CARS Applications
Applications of CARS Microscopy
Coherent Raman microscopy (CRM) is a chemically-selective imaging modality that provides microscopic contrast without the need of labels. It is a rapidly developing technique that is constantly finding new and exciting applications. Here we show some examples of our work in the past a few years.
Studying Lipid Metabolism
Many experiments in cell biology are limited by the use of perturbative labels. Fluorophores, beads, or metal particles can have large effects on the behavior of a labeled molecule or organelle in a living organism. Lipid droplets have recently emerged as important intracellular organelles relevant for widespread human diseases such as diabetes, hepatosteatosis and atherosclerosis. The ability to visualize lipid droplets within cells and study their biogenesis and function, however, is hampered by the lack of specific staining dyes, as well as the aforementioned problems associated with labeling. CRM’s exquisite sensitivity to lipids makes it an ideal tool to study lipid cell biology.
We used RNA interference screening to study the regulatory genes affecting the lipid storage in C. elegans [1]. Figure 1 shows the SRS image of wild-type and mutant C. elegans at 2845 cm-1. The contrast is mostly from lipids, revealing the lipid content in the intestine.
Imaging Drug Delivery
Coherent Raman microscopy can be used to study drug-cell and drug-drug interaction at subcellular resolution in living cells. In order to distinguish drug from cellular components, hyperspectral SRS data is required. We took hyperspectral SRS images of imatinib (trade name Gleevec) and nilotinib (trade name Tasigna) treated mouse leukemia cells and found that these drugs have a surprisingly large enrichment inside lysosomes. The enrichment is due to the lysosomotropic properties of these drugs: weakly basic drugs are protonated in lysosomes (thus are charged) and then trapped inside. However, this effect can be reversed by using a secondary drug chloroquine, which interacts with Gleevec through acid-base equilibrium in the lysosome and drives out Gleevec (thus increases its efficacy). For Tasigna, the same approach does not work at high Tasigna concentration because it precipitates inside lysosome before the pH of the lysosomes can be changed by chloroquine.
Tumor Diagnosis
CRM microscopy provides an interesting new contrast mechanism for imaging tumors in tissue. In particular, by making use of differences in lipid density and protein density, the nuclei morphology can be derived, providing contrast analogous to H&E histopathology. Tumor margins can be seen with subcellular spatial resolution in fresh, unstained tissue.
Figure 3 shows the post-processed SRS images of both primary and metastatic tumors, highlighting the lipids (green) and nucleic contrast (blue). As can be seen, not only the tumor margin can be identified, but the margin of the primary tumor and metastatic tumor are also distinguishable. Comparison with histological data and Raman spectroscopy has established the chemical selectivity of the technique, and efforts to establish the use of CRM as a tool for virtual histology during brain tumor surgery are underway.

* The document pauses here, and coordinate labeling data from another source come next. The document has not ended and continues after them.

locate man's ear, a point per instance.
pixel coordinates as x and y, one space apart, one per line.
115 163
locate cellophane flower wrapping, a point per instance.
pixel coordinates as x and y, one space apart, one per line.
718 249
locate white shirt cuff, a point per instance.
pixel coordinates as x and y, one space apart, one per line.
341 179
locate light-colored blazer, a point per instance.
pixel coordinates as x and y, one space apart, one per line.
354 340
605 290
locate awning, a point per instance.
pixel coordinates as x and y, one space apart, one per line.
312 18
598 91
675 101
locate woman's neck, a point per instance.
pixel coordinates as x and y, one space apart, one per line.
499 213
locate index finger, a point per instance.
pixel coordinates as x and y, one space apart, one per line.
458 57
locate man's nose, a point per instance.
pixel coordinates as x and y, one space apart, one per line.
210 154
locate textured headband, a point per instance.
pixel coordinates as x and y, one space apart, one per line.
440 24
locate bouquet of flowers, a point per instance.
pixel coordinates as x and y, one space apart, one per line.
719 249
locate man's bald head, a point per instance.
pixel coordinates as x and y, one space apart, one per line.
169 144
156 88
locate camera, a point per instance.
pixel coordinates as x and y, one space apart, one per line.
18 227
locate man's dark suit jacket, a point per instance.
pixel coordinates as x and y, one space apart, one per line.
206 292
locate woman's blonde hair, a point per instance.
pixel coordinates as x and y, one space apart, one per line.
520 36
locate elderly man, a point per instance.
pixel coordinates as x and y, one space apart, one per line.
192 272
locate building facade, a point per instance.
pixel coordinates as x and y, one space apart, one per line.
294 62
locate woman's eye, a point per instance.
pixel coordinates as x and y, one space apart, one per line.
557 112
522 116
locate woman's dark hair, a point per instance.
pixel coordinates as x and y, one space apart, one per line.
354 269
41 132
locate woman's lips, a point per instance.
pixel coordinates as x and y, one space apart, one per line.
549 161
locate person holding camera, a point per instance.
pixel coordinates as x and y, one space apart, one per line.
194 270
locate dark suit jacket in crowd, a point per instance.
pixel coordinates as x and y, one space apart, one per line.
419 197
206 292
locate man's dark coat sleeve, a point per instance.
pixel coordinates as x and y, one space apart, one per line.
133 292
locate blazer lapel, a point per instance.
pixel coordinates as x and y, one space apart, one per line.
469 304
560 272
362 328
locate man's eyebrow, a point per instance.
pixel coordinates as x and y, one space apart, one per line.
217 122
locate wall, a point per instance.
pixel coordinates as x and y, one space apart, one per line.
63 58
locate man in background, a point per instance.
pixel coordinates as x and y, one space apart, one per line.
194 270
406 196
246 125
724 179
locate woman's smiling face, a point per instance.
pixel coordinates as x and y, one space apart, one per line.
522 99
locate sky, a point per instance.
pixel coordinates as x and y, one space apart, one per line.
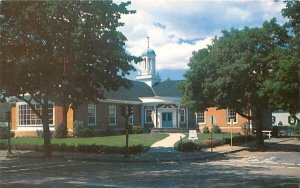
176 28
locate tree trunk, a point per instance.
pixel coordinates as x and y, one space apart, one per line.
259 127
47 133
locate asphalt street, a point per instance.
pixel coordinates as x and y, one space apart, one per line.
233 170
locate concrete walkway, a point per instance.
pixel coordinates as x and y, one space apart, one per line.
167 144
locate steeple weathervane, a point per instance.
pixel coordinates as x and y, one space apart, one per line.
148 41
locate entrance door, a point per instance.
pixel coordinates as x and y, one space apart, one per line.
167 119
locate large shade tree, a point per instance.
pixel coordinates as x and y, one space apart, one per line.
238 71
69 51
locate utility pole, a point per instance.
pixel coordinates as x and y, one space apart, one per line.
8 118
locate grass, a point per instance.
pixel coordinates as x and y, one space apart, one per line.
134 139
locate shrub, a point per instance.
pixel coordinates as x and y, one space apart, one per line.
77 128
135 129
61 131
40 133
245 128
216 129
205 129
187 146
81 131
109 131
275 131
4 133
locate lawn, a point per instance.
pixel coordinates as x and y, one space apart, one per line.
134 139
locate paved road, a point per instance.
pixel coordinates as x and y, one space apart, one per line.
228 171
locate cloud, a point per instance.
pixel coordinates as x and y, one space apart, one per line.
177 28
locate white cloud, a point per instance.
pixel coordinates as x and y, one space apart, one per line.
188 20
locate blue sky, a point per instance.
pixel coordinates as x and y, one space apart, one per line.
178 27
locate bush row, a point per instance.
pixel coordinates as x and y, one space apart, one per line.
215 129
137 149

It is also possible to obtain whole mouse brain imaging by stitching many SRS images together. Figure 4 shows the image of a mouse brain section about 2 mm in thickness. Anatomy of the brain can be clearly delineated with the two color image.
Applications outside Biomedicine
As a chemically sensitive technique, CARS microscopy has many applications outside biomedicine. One example is studying degradation of cellulose and lignin for biofuel production. Research of biofuels has experienced dramatic growth in recent years. The major challenge to be overcome in the widespread adoption of many biofuels is that biomass is intrinsically recalcitrant, partly caused by one of the two main chemical species in biomass, lignin. The SRS microscopy method can offer new information on the biomass conversion processes. Figure 5 shows the real-time monitoring of the hydrolysis kinetics of cellulose and lignins under chlorite treatment.
References:
[1] Wang, Meng C.; Min, Wei; Freudiger, Christian W.; Ruvkun, Gary; Xie, X. Sunney “RNAi screening for fat regulatory genes with SRS microscopy” Nat Methods 8, 135-138 (2011).
[2] Fu, Dan; Zhou, Jing; Zhu, Wenjing Suzanne; Manley, Paul W.; Wang, Y. Karen; Hood, Tami; Wylie, Andrew; Xie, X. Sunney. “Imaging the Intracellular Distribution of Tyrosine Kinase Inhibitors in Living Cells with Quantitative Hyperspectral Stimulated Raman Scattering, Nat Chem 6, 614-622 (2014)
[3] Saar, Brian G.; Zeng, Yining; Freudiger, Christian W.; Liu, Yu-San; Himmel, Michael E.; Xie, X. Sunney; Ding, Shi-You “Label-Free, Real-Time Monitoring of Biomass Processing with Stimulated Raman Scattering Microscopy” Angew. Chem. Int. Ed. 49, 5476-5479 (2010).